Carter lost his bid for a second term largely because of economic issues that some believed Volcker could have solved by loosening the monetary valve.

“Paul was as stubborn as he was tall, and although some of his policies as Fed chairman were politically costly, they were the right thing to do,” former President Jimmy Carter said in a statement. “We are grateful for his service to our country.”

Volcker, the grandson of immigrants, was again picked for a clean-up mission by President-elect Barack Obama in 2008. As the nation teetered on the cliff of an economic reversal that could have rivaled the Great Depression, Obama asked Volcker to head a new Economic Recovery Advisory Board. At 81, Volcker came out of retirement to serve the nation.

Volcker pushed to bar deposit-taking banks from making speculative investments, a practice known as proprietary trading, and from investing in private-equity and hedge funds – a position that Obama described as “a simple and common-sense reform, which we’re calling the Volcker Rule – after this tall guy behind me.”

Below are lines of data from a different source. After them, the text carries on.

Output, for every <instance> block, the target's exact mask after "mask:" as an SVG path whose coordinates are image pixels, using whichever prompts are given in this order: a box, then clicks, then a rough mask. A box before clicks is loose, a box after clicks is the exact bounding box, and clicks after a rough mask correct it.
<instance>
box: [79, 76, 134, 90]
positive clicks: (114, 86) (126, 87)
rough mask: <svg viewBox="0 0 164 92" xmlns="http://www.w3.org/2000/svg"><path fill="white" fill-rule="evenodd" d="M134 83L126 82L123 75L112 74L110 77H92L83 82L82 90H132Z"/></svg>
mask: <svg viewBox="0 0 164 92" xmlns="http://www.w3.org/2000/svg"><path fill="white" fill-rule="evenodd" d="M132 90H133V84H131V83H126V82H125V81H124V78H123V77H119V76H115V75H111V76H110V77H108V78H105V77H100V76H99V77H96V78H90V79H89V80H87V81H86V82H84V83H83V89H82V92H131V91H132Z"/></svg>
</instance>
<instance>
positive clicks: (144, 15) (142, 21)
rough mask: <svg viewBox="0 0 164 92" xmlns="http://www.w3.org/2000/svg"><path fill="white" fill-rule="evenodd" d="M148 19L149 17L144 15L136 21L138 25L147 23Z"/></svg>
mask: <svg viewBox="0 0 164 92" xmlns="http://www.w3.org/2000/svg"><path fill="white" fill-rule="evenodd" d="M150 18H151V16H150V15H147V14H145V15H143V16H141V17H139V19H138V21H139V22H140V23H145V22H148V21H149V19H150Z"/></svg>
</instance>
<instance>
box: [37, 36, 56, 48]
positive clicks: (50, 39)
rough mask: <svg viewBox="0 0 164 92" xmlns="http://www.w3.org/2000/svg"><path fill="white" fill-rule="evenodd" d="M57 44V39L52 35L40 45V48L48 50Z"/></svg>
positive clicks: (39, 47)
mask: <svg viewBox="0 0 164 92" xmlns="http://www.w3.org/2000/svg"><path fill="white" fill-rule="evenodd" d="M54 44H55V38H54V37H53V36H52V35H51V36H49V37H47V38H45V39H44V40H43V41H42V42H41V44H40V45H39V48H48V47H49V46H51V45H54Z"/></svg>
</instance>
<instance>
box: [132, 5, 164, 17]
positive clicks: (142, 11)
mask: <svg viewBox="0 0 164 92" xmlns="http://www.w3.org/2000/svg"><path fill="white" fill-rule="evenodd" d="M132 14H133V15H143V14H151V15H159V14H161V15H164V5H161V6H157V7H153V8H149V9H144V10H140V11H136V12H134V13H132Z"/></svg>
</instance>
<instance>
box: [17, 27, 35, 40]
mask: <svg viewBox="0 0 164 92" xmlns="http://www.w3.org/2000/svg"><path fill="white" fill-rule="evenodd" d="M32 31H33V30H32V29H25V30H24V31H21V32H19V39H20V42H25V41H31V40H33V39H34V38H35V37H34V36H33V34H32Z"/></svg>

A weakened version of the Volcker Rule became part of the financial reforms of the 2010 Dodd-Frank law aimed at reducing the risk of another economic meltdown. Banks have argued it has restricted their profit potential, and the Trump administration is considering changes to it.

As one measure of Volcker’s influence, Swonk reminded her Twitter followers on Monday why the Fed’s annual Jackson Hole Economic Symposium, one of the most important financial gathers, is held in Wyoming’s Teton Mountain Range.

“The organizers of the event realized that they could get Chairman Volcker to attend the annual meeting if they held it in Jackson Hole, because of his love of fly fishing,” she said. “Been there ever since.”